Wireless computer networks introduce significant convenience, at the cost of bringing up a host of security problems. The owner of a wireless network must implement some sort of access control to ensure only authorized users join the network. Without access control, unauthorized users may be able to eavesdrop on the traffic of every other user of the wireless network, and access servers and data repositories within the same intranet. Remote Authentication Dial In User Service (RADIUS) is a protocol that provides access control. Dedicated remote access servers communicate with potential clients during the initial part of every successful connection to the network, executing a multi-step handshaking to verify they are in a database of authorized users. An important step in the installation and configuration of a RADIUS system consists of testing that legitimate clients can indeed join the wireless network.
Things You'll Need
- Administrator access to RADIUS server running Linux
- Access to RADIUS client running Linux
Log into the server computer as the RADIUS administrator.

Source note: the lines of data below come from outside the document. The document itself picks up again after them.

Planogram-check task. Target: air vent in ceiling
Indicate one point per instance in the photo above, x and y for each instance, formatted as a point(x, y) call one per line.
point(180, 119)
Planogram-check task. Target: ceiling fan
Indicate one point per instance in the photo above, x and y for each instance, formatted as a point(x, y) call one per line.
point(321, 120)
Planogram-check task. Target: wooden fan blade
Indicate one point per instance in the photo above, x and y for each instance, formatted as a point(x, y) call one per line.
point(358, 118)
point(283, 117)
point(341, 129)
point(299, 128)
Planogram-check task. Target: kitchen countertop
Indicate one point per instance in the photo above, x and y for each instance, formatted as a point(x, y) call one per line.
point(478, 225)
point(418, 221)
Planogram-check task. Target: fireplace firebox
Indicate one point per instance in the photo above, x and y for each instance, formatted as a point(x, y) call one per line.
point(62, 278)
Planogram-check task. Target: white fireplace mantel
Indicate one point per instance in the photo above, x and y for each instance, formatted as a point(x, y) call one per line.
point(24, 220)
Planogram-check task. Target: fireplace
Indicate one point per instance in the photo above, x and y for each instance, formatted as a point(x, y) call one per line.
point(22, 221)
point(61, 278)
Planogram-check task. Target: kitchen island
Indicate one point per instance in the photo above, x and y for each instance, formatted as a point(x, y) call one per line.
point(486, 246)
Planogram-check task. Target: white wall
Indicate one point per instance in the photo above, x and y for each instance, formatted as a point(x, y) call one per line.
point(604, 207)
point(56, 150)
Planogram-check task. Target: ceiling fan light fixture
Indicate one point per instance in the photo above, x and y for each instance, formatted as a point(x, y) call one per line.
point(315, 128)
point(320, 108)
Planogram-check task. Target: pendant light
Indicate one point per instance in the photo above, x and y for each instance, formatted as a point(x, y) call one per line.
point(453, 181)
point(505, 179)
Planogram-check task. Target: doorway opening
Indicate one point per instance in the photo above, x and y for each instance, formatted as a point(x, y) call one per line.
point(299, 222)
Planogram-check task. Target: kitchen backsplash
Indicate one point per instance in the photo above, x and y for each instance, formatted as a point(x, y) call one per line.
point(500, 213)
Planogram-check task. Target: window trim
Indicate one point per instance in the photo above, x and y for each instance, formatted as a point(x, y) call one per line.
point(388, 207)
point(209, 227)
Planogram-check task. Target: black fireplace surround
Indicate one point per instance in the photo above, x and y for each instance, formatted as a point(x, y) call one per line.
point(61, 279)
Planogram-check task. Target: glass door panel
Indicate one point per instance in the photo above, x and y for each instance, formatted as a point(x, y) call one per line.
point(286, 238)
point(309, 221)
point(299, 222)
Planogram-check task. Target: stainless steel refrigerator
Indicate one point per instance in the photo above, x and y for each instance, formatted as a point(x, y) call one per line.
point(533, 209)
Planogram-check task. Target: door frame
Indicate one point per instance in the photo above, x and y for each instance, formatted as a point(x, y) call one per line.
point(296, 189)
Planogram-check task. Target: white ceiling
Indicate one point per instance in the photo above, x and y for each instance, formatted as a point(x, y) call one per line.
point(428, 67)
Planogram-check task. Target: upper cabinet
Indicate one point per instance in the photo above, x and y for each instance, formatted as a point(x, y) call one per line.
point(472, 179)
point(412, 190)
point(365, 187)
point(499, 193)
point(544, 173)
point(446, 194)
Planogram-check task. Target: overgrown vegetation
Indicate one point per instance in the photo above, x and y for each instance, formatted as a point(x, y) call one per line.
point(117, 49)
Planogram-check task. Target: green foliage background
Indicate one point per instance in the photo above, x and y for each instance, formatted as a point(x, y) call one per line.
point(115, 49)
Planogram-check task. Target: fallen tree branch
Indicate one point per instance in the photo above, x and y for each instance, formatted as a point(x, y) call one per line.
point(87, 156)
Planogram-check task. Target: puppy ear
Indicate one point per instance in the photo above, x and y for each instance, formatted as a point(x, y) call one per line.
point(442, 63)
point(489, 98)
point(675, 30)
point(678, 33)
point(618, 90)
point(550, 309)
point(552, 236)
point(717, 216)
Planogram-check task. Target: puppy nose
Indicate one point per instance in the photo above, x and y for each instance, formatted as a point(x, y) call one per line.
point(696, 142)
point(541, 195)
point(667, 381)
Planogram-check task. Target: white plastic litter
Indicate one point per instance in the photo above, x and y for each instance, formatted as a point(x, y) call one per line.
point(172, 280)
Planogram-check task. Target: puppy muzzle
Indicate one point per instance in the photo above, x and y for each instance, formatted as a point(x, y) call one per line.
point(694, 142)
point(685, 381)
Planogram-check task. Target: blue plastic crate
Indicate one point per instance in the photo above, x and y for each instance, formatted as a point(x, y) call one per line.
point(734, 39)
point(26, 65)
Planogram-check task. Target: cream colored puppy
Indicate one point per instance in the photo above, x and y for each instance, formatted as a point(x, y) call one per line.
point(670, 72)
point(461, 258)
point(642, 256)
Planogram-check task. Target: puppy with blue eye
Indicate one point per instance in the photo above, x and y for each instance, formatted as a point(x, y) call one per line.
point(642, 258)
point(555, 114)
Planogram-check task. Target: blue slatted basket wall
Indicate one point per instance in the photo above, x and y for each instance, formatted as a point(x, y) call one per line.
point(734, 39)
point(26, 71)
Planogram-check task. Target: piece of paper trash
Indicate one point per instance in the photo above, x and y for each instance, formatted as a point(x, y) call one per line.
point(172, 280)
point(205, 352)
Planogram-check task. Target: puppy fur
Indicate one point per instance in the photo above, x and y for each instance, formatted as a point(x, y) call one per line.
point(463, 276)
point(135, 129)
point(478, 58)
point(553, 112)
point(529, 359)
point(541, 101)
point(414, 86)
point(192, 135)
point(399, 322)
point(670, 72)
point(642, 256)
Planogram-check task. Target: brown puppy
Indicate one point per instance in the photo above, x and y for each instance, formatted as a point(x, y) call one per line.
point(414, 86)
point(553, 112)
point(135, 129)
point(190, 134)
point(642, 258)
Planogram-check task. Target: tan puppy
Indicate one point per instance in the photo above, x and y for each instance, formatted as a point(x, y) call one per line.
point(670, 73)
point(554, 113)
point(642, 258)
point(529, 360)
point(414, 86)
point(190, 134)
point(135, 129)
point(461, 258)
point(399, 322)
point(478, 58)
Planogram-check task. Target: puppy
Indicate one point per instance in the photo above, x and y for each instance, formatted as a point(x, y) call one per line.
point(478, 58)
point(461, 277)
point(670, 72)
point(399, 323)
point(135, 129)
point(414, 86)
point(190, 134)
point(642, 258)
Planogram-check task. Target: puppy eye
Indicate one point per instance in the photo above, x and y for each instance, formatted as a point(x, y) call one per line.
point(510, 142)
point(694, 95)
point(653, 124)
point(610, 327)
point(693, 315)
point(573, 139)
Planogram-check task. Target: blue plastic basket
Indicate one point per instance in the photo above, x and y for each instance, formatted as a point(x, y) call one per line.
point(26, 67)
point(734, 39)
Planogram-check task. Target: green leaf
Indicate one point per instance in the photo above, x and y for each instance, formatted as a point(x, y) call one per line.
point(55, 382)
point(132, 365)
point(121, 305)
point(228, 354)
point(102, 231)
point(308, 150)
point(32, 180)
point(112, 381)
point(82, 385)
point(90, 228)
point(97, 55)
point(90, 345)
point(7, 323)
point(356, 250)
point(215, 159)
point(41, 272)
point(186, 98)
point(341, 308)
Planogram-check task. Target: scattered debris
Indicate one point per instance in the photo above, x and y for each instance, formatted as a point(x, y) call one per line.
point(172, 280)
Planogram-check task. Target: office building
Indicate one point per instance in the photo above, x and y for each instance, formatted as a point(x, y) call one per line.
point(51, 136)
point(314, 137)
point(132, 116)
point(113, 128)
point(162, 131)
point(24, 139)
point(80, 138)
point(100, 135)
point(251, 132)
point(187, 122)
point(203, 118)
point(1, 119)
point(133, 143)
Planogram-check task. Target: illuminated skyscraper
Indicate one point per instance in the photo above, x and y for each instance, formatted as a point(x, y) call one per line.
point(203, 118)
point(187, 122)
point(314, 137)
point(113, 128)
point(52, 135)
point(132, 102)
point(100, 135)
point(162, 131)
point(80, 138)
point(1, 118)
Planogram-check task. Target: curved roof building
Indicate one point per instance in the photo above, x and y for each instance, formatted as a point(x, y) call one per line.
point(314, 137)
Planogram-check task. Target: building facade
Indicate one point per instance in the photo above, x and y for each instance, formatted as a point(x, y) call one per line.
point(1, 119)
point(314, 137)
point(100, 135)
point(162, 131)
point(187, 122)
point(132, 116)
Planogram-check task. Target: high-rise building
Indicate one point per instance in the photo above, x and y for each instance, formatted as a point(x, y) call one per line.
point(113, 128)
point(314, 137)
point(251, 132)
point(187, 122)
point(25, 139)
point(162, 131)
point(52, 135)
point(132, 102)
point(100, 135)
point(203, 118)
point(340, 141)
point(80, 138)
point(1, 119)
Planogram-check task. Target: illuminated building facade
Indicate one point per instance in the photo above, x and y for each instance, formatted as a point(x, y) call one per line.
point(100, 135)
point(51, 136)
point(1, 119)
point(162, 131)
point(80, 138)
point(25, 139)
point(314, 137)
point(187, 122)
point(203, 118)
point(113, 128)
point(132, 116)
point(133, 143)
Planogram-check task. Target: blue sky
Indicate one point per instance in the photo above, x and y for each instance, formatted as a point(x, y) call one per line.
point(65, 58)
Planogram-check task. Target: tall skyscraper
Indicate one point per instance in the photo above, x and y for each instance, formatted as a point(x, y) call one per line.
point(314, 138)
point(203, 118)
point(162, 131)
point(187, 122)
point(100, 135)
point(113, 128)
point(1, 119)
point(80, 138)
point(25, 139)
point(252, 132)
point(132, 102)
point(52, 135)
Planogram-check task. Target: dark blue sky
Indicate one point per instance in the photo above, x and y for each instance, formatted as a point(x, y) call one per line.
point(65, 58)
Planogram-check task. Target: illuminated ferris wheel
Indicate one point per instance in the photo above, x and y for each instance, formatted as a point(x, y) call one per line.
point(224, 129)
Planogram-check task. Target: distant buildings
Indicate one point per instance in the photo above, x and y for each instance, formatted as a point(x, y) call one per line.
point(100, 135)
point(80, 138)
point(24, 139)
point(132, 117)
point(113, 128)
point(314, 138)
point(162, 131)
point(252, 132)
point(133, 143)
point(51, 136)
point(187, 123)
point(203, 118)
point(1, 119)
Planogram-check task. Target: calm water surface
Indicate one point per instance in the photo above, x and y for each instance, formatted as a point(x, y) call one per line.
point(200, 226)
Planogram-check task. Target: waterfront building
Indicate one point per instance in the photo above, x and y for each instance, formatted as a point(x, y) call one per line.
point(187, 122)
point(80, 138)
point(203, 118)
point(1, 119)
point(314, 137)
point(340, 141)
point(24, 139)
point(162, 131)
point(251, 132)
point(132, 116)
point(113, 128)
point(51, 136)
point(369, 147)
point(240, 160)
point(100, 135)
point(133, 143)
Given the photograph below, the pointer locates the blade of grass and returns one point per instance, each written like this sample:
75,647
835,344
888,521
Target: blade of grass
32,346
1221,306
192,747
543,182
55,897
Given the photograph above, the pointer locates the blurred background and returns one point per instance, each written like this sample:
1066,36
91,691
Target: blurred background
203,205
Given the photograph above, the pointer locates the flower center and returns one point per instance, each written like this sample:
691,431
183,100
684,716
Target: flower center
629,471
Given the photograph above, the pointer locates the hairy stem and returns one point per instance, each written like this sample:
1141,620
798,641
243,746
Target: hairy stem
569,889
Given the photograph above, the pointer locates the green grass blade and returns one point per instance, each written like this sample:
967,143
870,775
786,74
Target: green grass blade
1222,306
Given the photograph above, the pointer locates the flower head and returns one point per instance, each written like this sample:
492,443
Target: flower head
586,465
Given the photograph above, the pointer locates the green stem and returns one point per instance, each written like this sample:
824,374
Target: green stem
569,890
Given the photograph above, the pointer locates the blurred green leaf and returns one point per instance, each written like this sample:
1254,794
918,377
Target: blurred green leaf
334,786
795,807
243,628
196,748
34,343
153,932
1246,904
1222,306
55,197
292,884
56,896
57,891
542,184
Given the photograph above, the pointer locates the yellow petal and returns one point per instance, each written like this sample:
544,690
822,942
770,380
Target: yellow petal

Execute the RADIUS server daemon in extended debugging mode. Type in a Linux shell:
/usr/local/sbin/radiusd -X -A
Log into the client computer. Run the "radtest" command in a Linux shell by typing:
radtest [username] [password] [servername] 1 notImportant
Replace [username] by the user name of a legitimate RADIUS user, [password] by the corresponding password and [servername] by the host name of the server. The last two parameters are not really important for this use of "radtest," so you can use the sample values.
If the RADIUS server is correctly configured, "radtest" will return a message reading:
rad_recv: Access-Accept packet from host [servername].